Mailing Date | This Notice of Annual Meeting and Proxy Statement and accompanying Proxy Card and Annual Report on Form 10-K are being distributed on or about August 20, 2001 |
7087 MacPherson Avenue, Burnaby, British Columbia, Canada V5J 4N4
Tel: 604.435.9339 Fax: 604.435.9329
Q:Why Am I Receiving These Materials?
A:The board of directors of Clean Energy Combustion Systems, Inc., a Delaware corporation (sometimes referred to in these proxy materials as"we," "our company" or"Clean Energy"), is providing these proxy materials to you in connection with our annual meeting of shareowners to be held on September 28, 2001. As a holder of record or beneficial owner of our Clean Energy common stock, series 'A' preferred stock or series 'B' preferred stock (sometimes referred to in these proxy materials as our"common shares," "series 'A' preferred shares" or"series 'B' preferred shares,"respectively), you are invited to attend the annual meeting. If you are a holder of record or beneficial owner of either our common or series 'B' preferred shares (sometimes referred to in these proxy materials as a"common shareholder" and"series 'B' preferred shareholder,"respectively), you will be entitled to and requested to vote on the proposals described in this proxy statement reserved for your class of Clean Energy stock. If you are a holder of record or beneficial owner of our series 'A' preferred shares (sometimes referred to in these proxy materials as a"series 'A' preferred shareholder") you are also invited to attend the annual meeting, although, as discussed below, there are no proposals scheduled to be voted on which require your vote.
Q:What Information Is Contained In These Materials?
A: The information included in this proxy statement relates to the proposals to be voted on at the meeting and the voting process, as well as additional information concerning Clean Energy we are required to give you under Securities and Exchange Commission regulations. We are also including with this proxy statement our annual report on form 10-K for fiscal 2000, which includes an updated description of our business and our full consolidated audited financial statements for our most recent fiscal year ended December 31, 2000.

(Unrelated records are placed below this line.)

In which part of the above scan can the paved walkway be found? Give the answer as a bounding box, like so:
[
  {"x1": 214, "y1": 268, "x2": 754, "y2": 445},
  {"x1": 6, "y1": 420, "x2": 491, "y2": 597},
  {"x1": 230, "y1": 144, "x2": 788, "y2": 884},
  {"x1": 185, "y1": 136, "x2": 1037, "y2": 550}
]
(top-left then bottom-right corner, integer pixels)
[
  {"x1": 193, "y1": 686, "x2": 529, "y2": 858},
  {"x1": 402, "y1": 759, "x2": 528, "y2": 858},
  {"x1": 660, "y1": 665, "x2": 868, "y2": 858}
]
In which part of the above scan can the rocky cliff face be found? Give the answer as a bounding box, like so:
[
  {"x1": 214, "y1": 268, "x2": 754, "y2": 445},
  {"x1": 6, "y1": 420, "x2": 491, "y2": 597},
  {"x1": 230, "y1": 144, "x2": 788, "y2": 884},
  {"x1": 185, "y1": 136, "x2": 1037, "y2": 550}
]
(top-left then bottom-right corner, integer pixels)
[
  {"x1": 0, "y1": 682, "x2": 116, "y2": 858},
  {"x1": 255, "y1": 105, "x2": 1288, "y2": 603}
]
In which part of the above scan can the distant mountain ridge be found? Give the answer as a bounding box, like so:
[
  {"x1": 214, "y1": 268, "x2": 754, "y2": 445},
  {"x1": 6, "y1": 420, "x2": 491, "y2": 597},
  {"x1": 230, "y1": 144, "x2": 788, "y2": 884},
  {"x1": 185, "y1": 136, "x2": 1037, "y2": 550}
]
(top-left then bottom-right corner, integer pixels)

Q:What Proposals Are Our Common And Series 'B' Preferred Shareholders Entitled To Vote Upon At Our Annual Meeting?
A: There are two proposals scheduled to be voted on at the annual meeting by our common and series 'B' preferred shareholders, voting together as a single class:
the election of six directors, and
the ratification of Deloitte & Touche LLP as our independent auditors for fiscal 2001.
Q:What Is Clean Energy's Voting Recommendation To Our Common And Series 'B' Preferred Shareholders?

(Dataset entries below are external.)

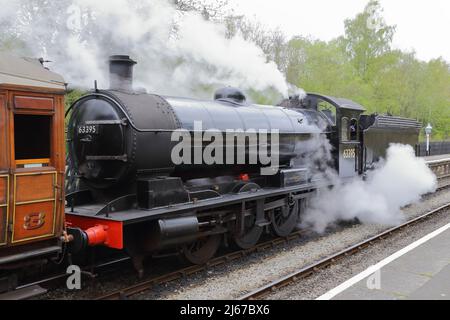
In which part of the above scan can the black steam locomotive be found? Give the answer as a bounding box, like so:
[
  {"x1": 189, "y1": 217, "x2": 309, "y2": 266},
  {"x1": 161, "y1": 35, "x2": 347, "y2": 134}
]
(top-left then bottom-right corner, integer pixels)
[{"x1": 66, "y1": 56, "x2": 420, "y2": 272}]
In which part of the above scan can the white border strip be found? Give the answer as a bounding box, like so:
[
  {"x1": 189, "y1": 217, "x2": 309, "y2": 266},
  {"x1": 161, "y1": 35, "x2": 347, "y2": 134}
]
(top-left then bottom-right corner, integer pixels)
[{"x1": 316, "y1": 223, "x2": 450, "y2": 300}]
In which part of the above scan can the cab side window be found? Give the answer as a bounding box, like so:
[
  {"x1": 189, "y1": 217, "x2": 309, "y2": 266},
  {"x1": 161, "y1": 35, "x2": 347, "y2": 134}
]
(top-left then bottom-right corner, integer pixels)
[
  {"x1": 341, "y1": 118, "x2": 350, "y2": 142},
  {"x1": 349, "y1": 119, "x2": 358, "y2": 141},
  {"x1": 317, "y1": 100, "x2": 336, "y2": 126}
]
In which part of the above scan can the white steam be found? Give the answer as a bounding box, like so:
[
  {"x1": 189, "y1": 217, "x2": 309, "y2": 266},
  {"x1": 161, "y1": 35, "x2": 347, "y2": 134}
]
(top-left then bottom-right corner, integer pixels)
[
  {"x1": 0, "y1": 0, "x2": 288, "y2": 97},
  {"x1": 302, "y1": 144, "x2": 437, "y2": 233}
]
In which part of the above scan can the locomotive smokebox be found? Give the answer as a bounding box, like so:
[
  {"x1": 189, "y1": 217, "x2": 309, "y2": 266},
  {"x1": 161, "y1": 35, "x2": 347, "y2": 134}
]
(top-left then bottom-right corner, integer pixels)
[{"x1": 109, "y1": 55, "x2": 137, "y2": 91}]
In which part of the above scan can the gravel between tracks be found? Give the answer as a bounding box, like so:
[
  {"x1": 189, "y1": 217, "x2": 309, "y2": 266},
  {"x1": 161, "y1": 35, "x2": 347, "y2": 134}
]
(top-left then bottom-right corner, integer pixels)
[
  {"x1": 39, "y1": 179, "x2": 450, "y2": 300},
  {"x1": 138, "y1": 185, "x2": 450, "y2": 300}
]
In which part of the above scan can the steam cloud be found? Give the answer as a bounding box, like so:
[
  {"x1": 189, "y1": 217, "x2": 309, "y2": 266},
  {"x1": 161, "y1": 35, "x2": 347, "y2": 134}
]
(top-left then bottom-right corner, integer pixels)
[
  {"x1": 302, "y1": 144, "x2": 437, "y2": 233},
  {"x1": 0, "y1": 0, "x2": 288, "y2": 98}
]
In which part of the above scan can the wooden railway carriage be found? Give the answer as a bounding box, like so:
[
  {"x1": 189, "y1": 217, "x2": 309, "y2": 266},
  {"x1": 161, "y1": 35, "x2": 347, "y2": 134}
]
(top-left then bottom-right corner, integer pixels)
[{"x1": 0, "y1": 53, "x2": 66, "y2": 291}]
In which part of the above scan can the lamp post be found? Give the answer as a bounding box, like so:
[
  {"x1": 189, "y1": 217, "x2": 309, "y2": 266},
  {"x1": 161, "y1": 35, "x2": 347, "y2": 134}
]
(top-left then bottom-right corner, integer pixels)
[{"x1": 425, "y1": 123, "x2": 433, "y2": 156}]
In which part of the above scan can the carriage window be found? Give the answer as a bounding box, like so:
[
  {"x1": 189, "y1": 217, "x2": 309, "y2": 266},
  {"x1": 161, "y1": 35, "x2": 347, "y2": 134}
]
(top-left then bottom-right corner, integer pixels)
[
  {"x1": 317, "y1": 101, "x2": 336, "y2": 126},
  {"x1": 349, "y1": 119, "x2": 358, "y2": 141},
  {"x1": 341, "y1": 118, "x2": 349, "y2": 142},
  {"x1": 14, "y1": 114, "x2": 52, "y2": 168}
]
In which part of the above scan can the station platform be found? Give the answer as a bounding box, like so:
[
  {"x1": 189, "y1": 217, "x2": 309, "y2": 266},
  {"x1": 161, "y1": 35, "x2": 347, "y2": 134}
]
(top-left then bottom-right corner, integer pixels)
[{"x1": 318, "y1": 224, "x2": 450, "y2": 300}]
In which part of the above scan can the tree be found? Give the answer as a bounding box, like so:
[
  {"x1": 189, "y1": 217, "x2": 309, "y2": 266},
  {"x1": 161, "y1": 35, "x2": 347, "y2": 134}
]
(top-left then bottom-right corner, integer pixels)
[{"x1": 341, "y1": 0, "x2": 396, "y2": 80}]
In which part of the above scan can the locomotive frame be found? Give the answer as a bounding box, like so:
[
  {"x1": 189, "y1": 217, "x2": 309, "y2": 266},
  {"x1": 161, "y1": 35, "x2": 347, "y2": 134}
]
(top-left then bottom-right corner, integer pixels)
[{"x1": 66, "y1": 56, "x2": 420, "y2": 274}]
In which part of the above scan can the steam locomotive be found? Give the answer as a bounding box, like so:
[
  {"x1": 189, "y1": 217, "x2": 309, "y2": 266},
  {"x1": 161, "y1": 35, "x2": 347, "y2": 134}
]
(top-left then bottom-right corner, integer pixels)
[
  {"x1": 0, "y1": 53, "x2": 420, "y2": 292},
  {"x1": 66, "y1": 56, "x2": 420, "y2": 273}
]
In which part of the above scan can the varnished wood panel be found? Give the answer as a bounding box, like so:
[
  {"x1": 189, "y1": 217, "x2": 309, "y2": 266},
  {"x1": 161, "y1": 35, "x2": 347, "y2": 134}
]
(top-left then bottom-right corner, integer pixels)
[
  {"x1": 0, "y1": 176, "x2": 9, "y2": 246},
  {"x1": 14, "y1": 173, "x2": 55, "y2": 203},
  {"x1": 12, "y1": 201, "x2": 55, "y2": 243},
  {"x1": 0, "y1": 86, "x2": 65, "y2": 248},
  {"x1": 0, "y1": 175, "x2": 8, "y2": 206},
  {"x1": 0, "y1": 94, "x2": 9, "y2": 170},
  {"x1": 0, "y1": 207, "x2": 8, "y2": 246},
  {"x1": 14, "y1": 96, "x2": 55, "y2": 111}
]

A: Our board of directors recommends to our common and series 'B' preferred shareholders that you vote your shares "FOR" each of the six director nominees to our board of directors, and "FOR" the ratification of Deloitte & Touche LLP as our independent auditors for fiscal 2001.
Q:What Proposals Are Our Series 'A' Preferred Shareholders Entitled To Vote Upon At Our Annual Meeting?
A: There are no proposals scheduled to be voted on at the annual meeting by our series 'A' preferred shareholders. While our series 'A' preferred shareholders are entitled to designate or appoint one or more directors under our certificate of incorporation, they have advised us that they will decline to do so at this time.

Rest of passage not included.